This is not "a baffling difficulty", certainly not for the originators of the umbral calculus nor for anyone understanding that umbral evaluation--lowering of exponents of an umbral quantity--can not be made until an ultimate Taylor or power series in the umbral quantity is achieved with factors of the umbral variable in a summand aggregated, or collapsed, via the law of exponents.
Flagging the umbral quantity with a period in the subscript, we have
$$(a.+ a.)^n = (2a.)^n = 2^n a.^n$$
which is a power series in the aggregated umbral quantity, so equal to $2^n a_n$.

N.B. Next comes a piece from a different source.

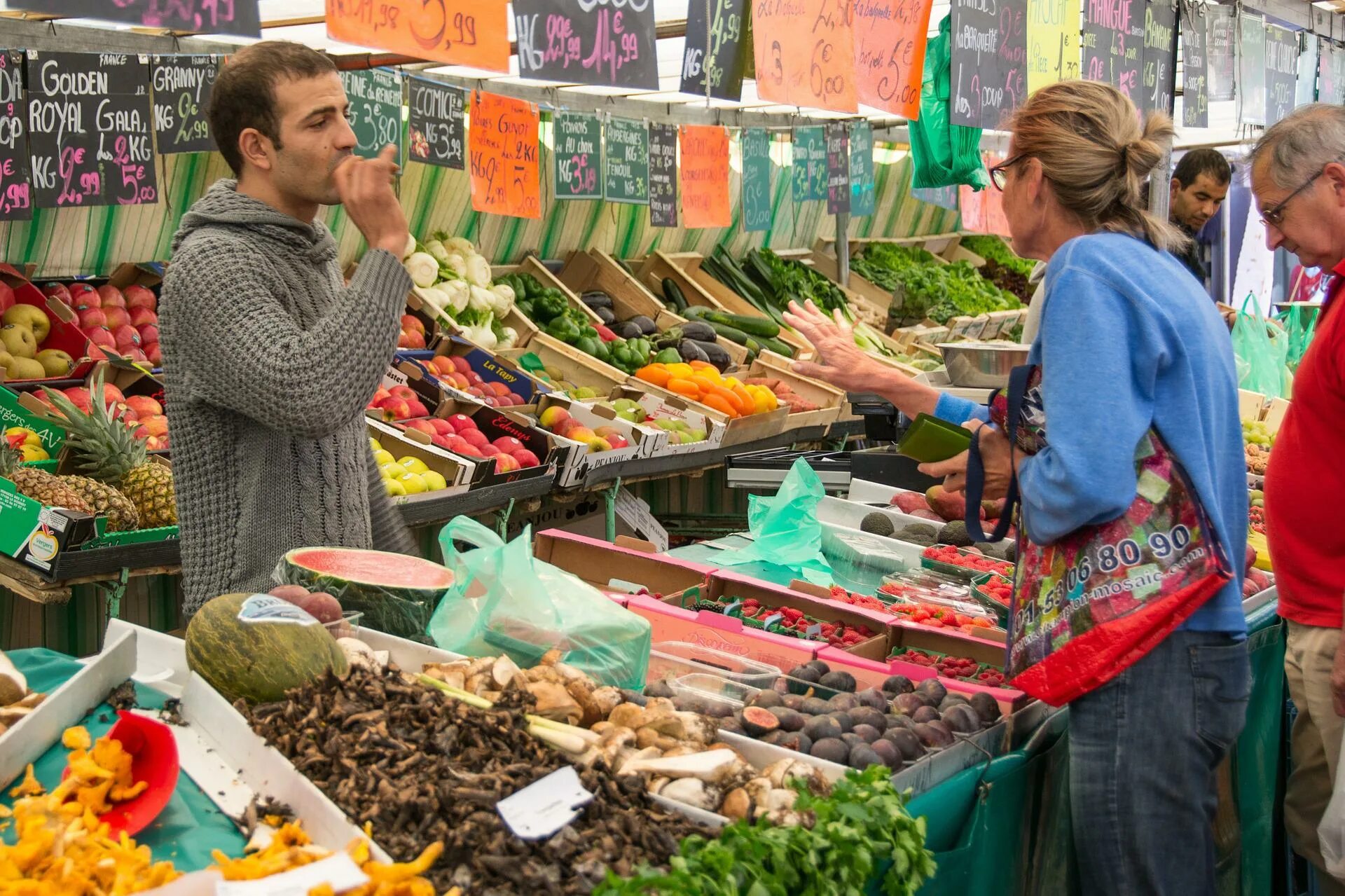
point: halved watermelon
(396, 592)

Now also--and this lies at the core of the umbral calculus--using the binomial expansion
$$(a.+a.)^n = \sum_{k=0}^n \binom{n}{k} a.^k a.^{n-k} =\sum_{k=0}^n \binom{n}{k} a.^n$$
$$ = a.^n \sum_{k=0}^n \binom{n}{k} = a.^n 2^n$$
and this is also a power series in the aggregated umbral quantity which evaluates to $2^na_n$.
A tricky part is that $(a.+1)^0 =\sum_{k=0}^0 \binom{0}{k}a.^k =a.^0 =a_0$, which is not necessarily equal to $1$. Not tricky at all is $(a.+a.)^1 =\sum_{k=0}^1 \binom{1}{k}a.^ka.^{1-k} =a.^1 \sum_{k=0}^1 = 2a_1 = a.^1 +a.^1$. But tricky again, cuz of habit again, $(a.+b.)^1 = \sum_{k=0}^1 \binom{1}{k} a.^{1-k}b.^k = a_0b_1 + b_0 a_1$, which is not necessarily equal to $a.^1 +b.^1 = a_1+b_1$ as would naively be assumed from $(x+y)^1 =x^1y^0 + x^0y^1 = x+y$, so one must distinguish between $(a. +b.)^1$ and $a. + b. = a.^1 + b.^1 = a_1+b_1$, which means one must be explicit about the application of the binomial expansion if $a_0$ and $b_0$ are not both unity.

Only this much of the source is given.